Chill out, have fun & eat well this weekend!


By Diane Adam August 4, 2017 No Comments on Chill out, have fun & eat well this weekend!


The weekend is here and that means it’s time to chill out, have fun and eat well! On Saturdays and Sundays, the stress levels are lowered. But what also happens is our expectations seem to lower themselves too. Which is not always a good thing— especially when it comes to eating. Lurking around on the weekend is the temptation to not eat healthy.

But that does not have to be the case. In fact, finding fun organic food in Denver is easy. Thanks to the booming restaurant scene, Denver is a growing food destination.

So might I suggest a weekend that includes organic food in Denver?

Great. If chill is the vibe you are looking for then grab that book that you have been meaning to finish. I know I have a stack too. Just pick the one from the top.

The next route is your decision. Do you first head over to Wash Park to absorb its beauty or do you fuel up at the corner of Race and Kentucky Avenue for healthly food at Fooducopia?
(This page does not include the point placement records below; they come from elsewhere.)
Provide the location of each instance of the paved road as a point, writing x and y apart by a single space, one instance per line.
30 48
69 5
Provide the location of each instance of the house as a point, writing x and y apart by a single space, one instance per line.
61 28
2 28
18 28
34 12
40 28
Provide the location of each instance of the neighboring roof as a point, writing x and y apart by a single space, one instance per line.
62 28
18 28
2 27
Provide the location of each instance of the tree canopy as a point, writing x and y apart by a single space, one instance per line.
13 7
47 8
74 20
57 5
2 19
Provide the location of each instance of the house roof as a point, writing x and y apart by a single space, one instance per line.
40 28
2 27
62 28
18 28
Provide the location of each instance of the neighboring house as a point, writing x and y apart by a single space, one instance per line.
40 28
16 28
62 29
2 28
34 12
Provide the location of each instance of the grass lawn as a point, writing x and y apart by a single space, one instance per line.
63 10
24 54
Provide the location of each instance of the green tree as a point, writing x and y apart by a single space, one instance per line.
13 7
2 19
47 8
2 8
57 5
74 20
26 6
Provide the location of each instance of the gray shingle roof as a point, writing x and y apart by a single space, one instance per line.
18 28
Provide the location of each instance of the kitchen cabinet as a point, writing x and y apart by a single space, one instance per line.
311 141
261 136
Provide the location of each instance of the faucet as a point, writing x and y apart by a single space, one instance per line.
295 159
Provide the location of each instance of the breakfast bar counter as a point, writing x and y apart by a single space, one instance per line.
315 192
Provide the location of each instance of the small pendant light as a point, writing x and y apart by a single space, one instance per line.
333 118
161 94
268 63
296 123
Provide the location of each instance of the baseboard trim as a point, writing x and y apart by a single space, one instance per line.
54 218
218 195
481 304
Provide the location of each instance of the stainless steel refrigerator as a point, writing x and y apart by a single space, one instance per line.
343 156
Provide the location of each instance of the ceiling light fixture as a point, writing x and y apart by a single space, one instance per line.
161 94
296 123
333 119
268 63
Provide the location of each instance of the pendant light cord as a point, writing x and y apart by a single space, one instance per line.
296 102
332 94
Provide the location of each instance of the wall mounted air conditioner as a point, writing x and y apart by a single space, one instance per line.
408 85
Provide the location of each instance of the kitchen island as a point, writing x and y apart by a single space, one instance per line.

Either way both are a win-win!

Decisions. Decisions. Hmm?

Flip a coin. It’s easy, cheap, and will get you where you want to go!


Garden Benedict: mixed organic veggies with hollandaise is a customer favorite for healthy eating!


Fooducopia’s peel & eat shrimp with local elk sausage is creative, local and a perfect blend of mouthwatering flavors.


Here at Fooducopia good honest food is our passion. Executive Chef Richard Glover and the entire team will make  your weekend complete with food that is the best organic food in Denver. To make a weekend dinner reservation click here!

Happy Weekend!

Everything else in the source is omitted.